Fatal interplay between acquired thrombotic thrombocytopenic purpura and posterior reversible encephalopathy syndrome: a case report

Acquired thrombotic thrombocytopenic purpura (TTP) is a rare haematological emergency characterised by severe ADAMTS13 deficiency, leading to thrombotic microangiopathy and multiorgan dysfunction. Posterior reversible encephalopathy syndrome (PRES) is a neurological disorder associated with endothelial dysfunction, often secondary to uncontrolled hypertension or autoimmune conditions. We present a case of a 22-year-old male who presented with vomiting, headache, and right upper limb weakness, followed by a hypertensive crisis and generalised seizures. Initial investigations revealed severe thrombocytopenia, microangiopathic hemolytic anaemia, and acute kidney injury, raising suspicion for thrombotic microangiopathy. MRI findings confirmed PRES, while the presence of schistocytes and markedly reduced ADAMTS13 activity led to the diagnosis of acquired TTP. The patient was treated with plasma exchange, immunosuppressive therapy, corticosteroids, and antihypertensive agents.

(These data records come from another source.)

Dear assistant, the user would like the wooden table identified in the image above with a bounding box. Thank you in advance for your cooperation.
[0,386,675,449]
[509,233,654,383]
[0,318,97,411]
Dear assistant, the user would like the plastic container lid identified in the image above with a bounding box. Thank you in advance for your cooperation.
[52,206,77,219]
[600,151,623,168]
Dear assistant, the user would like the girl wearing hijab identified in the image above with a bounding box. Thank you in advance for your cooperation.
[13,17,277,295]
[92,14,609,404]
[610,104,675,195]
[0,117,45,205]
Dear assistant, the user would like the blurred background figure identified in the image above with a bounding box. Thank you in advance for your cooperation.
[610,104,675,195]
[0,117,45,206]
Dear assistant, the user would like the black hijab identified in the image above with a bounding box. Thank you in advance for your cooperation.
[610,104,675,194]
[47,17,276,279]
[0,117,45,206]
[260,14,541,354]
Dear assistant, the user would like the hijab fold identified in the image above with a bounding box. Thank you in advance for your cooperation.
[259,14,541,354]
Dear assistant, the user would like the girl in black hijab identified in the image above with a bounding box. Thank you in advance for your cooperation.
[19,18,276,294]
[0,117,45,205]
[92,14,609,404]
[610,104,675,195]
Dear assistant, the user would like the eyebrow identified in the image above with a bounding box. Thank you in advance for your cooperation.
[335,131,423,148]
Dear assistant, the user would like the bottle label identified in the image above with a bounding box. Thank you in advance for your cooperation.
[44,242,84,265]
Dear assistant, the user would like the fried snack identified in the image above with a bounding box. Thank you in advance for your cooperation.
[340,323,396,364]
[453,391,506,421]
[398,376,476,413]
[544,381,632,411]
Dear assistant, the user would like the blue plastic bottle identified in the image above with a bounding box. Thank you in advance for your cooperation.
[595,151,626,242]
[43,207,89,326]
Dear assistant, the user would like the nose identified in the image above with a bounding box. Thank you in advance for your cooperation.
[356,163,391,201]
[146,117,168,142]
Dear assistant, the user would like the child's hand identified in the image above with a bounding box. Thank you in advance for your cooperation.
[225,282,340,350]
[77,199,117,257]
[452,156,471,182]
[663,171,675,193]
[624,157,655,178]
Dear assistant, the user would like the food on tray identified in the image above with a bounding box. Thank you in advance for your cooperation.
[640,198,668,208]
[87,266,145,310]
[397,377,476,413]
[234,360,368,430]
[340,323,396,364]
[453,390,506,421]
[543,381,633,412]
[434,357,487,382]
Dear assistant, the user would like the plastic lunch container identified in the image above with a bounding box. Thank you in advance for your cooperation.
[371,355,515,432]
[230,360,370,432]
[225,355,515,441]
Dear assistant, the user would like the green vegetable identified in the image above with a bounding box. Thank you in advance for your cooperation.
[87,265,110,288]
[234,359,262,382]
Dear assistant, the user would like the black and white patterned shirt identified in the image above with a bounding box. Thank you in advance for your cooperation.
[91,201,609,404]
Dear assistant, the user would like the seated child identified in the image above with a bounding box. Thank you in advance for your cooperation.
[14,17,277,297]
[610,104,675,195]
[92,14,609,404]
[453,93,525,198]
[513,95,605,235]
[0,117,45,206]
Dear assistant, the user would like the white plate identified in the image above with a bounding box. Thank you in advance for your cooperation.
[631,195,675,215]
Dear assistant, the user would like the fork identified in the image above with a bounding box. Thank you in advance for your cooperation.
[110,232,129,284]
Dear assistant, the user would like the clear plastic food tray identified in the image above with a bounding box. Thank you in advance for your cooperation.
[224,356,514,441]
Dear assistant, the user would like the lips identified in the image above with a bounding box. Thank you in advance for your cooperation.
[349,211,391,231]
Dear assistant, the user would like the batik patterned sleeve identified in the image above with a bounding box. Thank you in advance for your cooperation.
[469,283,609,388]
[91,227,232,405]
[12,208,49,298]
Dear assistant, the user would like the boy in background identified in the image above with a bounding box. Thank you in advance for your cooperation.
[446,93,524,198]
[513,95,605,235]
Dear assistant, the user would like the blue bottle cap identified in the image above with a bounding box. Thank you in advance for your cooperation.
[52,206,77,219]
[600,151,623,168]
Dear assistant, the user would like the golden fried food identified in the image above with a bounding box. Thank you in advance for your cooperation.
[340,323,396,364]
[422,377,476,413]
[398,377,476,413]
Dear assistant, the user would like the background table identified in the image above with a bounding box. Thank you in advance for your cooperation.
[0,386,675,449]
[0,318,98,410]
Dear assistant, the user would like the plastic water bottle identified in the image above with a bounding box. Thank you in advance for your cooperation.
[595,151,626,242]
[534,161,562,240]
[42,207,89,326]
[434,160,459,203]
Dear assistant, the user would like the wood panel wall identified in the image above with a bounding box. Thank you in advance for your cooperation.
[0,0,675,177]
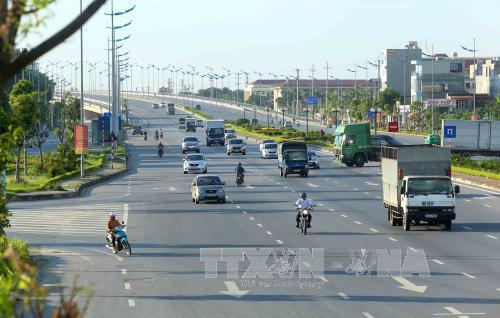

Despite aggressive management, the disease progressed to multiorgan failure, and the patient succumbed to the illness. This case highlights the fatal interplay between TTP and PRES, emphasising the need for early recognition and timely intervention. The coexistence of these 2 rare conditions presents a diagnostic and therapeutic challenge, underscoring the importance of prompt plasma exchange and immunosuppressive therapy in such critically ill patients.